Google released Gemma 4 12B today. I’m a huge fan of the Gemma model family, they have improved with each iteration and consistently perform on par with larger models. It didn’t run at first because it needs more VRAM that my laptop has, but there’s a workaround. Here’s a short instruction for how to run it with Ollama in Ubuntu:

1. Download the model. I prefer Q5_K_M quantisation downloaded from the Unsloth Hugging Face repository since the official Google repo lacks direct GGUF support.
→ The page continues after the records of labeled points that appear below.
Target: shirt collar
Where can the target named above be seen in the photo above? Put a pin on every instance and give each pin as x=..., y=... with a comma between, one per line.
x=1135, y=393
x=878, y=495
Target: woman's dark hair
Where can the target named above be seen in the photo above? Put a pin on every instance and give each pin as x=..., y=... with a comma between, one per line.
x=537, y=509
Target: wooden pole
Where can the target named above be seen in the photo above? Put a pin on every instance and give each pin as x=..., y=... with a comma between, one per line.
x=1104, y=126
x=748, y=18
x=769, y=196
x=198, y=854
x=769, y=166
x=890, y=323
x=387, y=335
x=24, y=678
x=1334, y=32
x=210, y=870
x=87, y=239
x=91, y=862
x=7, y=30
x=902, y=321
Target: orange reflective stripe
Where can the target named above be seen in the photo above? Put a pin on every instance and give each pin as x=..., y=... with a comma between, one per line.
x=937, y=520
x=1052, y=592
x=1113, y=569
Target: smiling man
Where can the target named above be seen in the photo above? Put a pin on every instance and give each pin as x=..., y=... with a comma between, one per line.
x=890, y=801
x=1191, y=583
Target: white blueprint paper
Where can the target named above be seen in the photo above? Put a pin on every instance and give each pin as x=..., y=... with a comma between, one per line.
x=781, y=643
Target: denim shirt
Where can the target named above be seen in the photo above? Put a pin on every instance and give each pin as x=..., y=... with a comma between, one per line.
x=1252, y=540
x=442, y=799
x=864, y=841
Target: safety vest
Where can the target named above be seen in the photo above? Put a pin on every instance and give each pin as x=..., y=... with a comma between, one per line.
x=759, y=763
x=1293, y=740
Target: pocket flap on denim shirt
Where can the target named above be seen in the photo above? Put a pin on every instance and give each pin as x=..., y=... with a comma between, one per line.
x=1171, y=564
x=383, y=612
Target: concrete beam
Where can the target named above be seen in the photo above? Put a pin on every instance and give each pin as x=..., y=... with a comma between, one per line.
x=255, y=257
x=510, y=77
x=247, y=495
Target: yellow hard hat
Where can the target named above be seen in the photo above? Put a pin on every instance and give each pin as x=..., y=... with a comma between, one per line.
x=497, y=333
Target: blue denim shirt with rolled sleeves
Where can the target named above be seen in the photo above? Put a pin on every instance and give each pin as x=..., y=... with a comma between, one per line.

People say that 5-bit (Q5) is the “value for money”^{[missing citation]} sweet spot, specifically when paired with the K_M precision strategy, which keeps critical layers like attention heads at a higher precision while compressing less sensitive tensors to minimise file size.

2. Create a model file:

			
# 1. Point to your local GGUF file
FROM ./gemma-4-12b-it-Q5_K_M.gguf
# 2. Set runtime parameters (Recommended for Gemma 4)
PARAMETER temperature 1.0
PARAMETER num_ctx 8192
PARAMETER num_gpu 30
# 3. Optional
#SYSTEM """You are a highly capable AI assistant. Answer concisely and accurately."""

		

Without the num_gpu parameter, the model won’t load. At roughly 8.4 GB, my initial attempt to load the model crashed immediately with a fatal 500 Internal Server Error (cudaMalloc/ROCm0 out of memory) because Ollama allocated every single layer to VRAM. You might have to experiment with different num_gpu values.

3. Create the model with:
ollama create gemma4:12b-it-Q5_K_M -f gemma4-12b-it-Q5_K_M.modelfile

Closing notes

I think that there isn’t a perfect value for num_gpu. The largest value that won’t crash makes the model load more slowly. I assume that there’s a bottleneck in transfering data to VRAM. I also noticed that larger values reduce the number of CPU cores used, which had a measurable impact on a simple benchmark I ran. Believe it or not, althouth the highest value for num_gpu which didn’t crash the model was 40 (ok, I didn’t test every single value from 0 to 41), the benchmark ran fastest with a value of 10.